Williams, der zuvor in Coswig gewohnt hatte, machte so Bekanntschaft mit einer seit 2001 bestehenden, in Ostdeutschland bislang einzigartigen Einrichtung: einem Ausreisezentrum. Menschenrechtsgruppen bezeichnen die Zentren, die es in fünf Bundesländern gibt, als "Lager", in denen "willkürlicher Freiheitsentzug" stattfinde und Flüchtlinge zur "Kapitulation" gezwungen würden. Die deutschen Behörden hoffen indes, dort bessere Voraussetzungen für eine Abschiebung von Flüchtlingen unbekannter Herkunft schaffen zu können.

Das galt auch im Fall Williams. Möglichkeiten zur Beschaffung neuer Papiere, so die Behörden, seien nur dort "in quantitativer und qualitativer Ausgestaltung vorhanden". Ein Dessauer Gericht ergänzte Ende 2002, Betroffene könnten in Halberstadt "gründlicher und kontinuierlicher betreut werden" als in einzelnen Kommunen.

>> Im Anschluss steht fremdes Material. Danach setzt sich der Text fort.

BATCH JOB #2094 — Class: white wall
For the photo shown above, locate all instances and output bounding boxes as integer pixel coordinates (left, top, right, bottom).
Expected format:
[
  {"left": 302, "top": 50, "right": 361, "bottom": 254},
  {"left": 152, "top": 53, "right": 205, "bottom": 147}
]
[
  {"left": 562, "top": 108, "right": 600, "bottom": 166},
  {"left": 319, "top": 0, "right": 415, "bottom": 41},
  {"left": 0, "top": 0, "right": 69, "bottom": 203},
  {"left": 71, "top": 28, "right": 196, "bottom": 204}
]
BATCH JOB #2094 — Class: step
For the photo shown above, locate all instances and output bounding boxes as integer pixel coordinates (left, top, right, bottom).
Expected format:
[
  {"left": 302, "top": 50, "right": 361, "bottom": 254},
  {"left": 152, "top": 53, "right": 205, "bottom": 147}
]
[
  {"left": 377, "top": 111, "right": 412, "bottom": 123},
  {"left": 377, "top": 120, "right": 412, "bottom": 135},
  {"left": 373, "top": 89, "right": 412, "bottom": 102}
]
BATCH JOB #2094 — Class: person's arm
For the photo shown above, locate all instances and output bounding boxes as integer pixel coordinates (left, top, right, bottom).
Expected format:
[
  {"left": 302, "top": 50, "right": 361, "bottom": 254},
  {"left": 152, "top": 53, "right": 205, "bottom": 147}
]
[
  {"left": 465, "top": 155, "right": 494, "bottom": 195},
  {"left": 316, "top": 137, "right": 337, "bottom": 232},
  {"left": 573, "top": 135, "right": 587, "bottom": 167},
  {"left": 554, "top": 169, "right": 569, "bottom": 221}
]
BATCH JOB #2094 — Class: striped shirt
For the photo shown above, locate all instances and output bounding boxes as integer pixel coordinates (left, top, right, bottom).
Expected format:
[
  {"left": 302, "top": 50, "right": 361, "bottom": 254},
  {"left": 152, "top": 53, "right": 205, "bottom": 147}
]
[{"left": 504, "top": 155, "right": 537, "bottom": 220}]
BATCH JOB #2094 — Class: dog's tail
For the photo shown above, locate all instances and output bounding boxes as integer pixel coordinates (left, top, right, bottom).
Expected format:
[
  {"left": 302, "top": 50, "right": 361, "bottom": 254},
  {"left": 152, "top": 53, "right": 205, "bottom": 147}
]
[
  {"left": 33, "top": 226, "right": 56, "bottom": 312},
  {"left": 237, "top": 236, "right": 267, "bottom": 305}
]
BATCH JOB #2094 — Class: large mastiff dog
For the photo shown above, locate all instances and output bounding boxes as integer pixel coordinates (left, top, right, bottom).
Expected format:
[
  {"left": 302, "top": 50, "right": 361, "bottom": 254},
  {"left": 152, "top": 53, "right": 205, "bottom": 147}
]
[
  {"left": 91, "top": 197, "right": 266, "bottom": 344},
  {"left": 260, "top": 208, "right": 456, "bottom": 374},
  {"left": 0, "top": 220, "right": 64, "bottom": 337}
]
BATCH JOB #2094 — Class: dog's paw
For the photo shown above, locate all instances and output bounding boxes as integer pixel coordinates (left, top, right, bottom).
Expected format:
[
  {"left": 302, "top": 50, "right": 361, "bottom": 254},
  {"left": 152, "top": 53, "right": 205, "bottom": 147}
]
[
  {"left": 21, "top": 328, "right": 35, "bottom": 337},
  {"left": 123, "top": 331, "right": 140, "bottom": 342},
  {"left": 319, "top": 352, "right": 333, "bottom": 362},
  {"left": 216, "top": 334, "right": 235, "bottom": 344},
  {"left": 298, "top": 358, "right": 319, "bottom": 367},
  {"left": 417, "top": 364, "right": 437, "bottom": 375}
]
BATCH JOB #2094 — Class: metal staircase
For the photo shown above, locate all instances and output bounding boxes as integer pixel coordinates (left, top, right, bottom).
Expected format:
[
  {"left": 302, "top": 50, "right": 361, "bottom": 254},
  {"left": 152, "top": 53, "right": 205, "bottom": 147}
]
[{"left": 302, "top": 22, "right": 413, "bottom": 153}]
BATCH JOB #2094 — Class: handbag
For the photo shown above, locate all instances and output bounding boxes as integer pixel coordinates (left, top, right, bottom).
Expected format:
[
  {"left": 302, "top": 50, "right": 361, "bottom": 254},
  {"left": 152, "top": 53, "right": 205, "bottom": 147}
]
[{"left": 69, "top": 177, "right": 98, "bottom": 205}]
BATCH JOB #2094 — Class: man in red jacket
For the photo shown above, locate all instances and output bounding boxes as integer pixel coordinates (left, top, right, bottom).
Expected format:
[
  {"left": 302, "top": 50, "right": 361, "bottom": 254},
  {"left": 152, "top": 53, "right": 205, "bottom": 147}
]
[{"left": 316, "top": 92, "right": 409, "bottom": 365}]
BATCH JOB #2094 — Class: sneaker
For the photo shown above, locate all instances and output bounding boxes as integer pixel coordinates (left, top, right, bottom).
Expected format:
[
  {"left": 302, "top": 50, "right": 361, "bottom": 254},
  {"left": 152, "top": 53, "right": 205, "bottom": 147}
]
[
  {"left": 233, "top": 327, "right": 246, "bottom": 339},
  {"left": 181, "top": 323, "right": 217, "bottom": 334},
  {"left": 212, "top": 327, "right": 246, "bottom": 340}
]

An der Wirksamkeit der angeblich intensiven Betreuung muss jedoch gezweifelt werden. Nicht nur, weil die Herkunft von Williams auch nach mehr als zehn Monaten ungeklärt war. Vor allem wurden sein verschlechterter Gesundheitszustand und erste Anzeichen einer schweren Gehirnerkrankung offenkundig zu lange ignoriert.

Im Januar 2003 wurde Williams nach Angaben seines Anwalts der Besuch bei einem Facharzt verwehrt. Obwohl er im Sommer zeitweilig sogar das Augenlicht verlor, hätten sich Ärzte erst Ende des Jahres gründlicher gekümmert. Er wurde in Krankenhäuser überwiesen, wobei versucht worden sein soll, die teure Behandlung in der Hallenser Universitätsklinik zu verkürzen. Am 4. April verstarb Williams in einem Pflegeheim. Er wurde auf einem anonymen Urnengräberfeld beigesetzt. Am Sonntag wird in der Halberstädter Sankt-Johannes-Gemeinde ein Gedenkgottesdienst stattfinden.

Das Abschiebezentrum müsse geschlossen werden, fordert der PDS-Abgeordnete Matthias Gärtner angesichts der Umstände, unter denen John Williams starb. Das gleiche Anliegen haben Menschenrechtsgruppen. die demnächst eine "No Lager Action-Tour" mit sieben Stationen in der gesamten Bundesrepublik durchführen. Am 26. August ist ein Aktionstag in Halberstadt geplant.

Während solche Initiativen grundsätzliche Kritik am Umgang mit Flüchtlingen und den Bedingungen in den Abschiebeeinrichtungen üben, halten staatliche Stellen daran fest. Die Magdeburger Landesregierung entschied zu Jahresbeginn, die Gemeinschaftsunterkunft nach Ablauf der Modellphase fortzuführen und ihre Kapazität sogar von 100 auf 250 Plätze auszuweiten.

Dabei dürften Zahlen aus dem Innenministerium selbst Befürworter der Einrichtung an deren Wirksamkeit zweifeln lassen. 112 Asylbewerber wurden im Jahr 2003 nach Halberstadt überwiesen. Angekommen sind nur 92, die übrigen zogen es vor, in die Illegalität abzutauchen. Vollzogen wurden acht Abschiebungen. weitere 32 Personen, schreibt Minister Klaus Jeziorsky (CDU), seien "untergetaucht bzw. freiwillig ausgereist". Die Zahl der Flüchtlinge, die im Land leben, aber wegen fehlender Papiere nicht abgeschoben werden können, liegt dagegen bei 1479.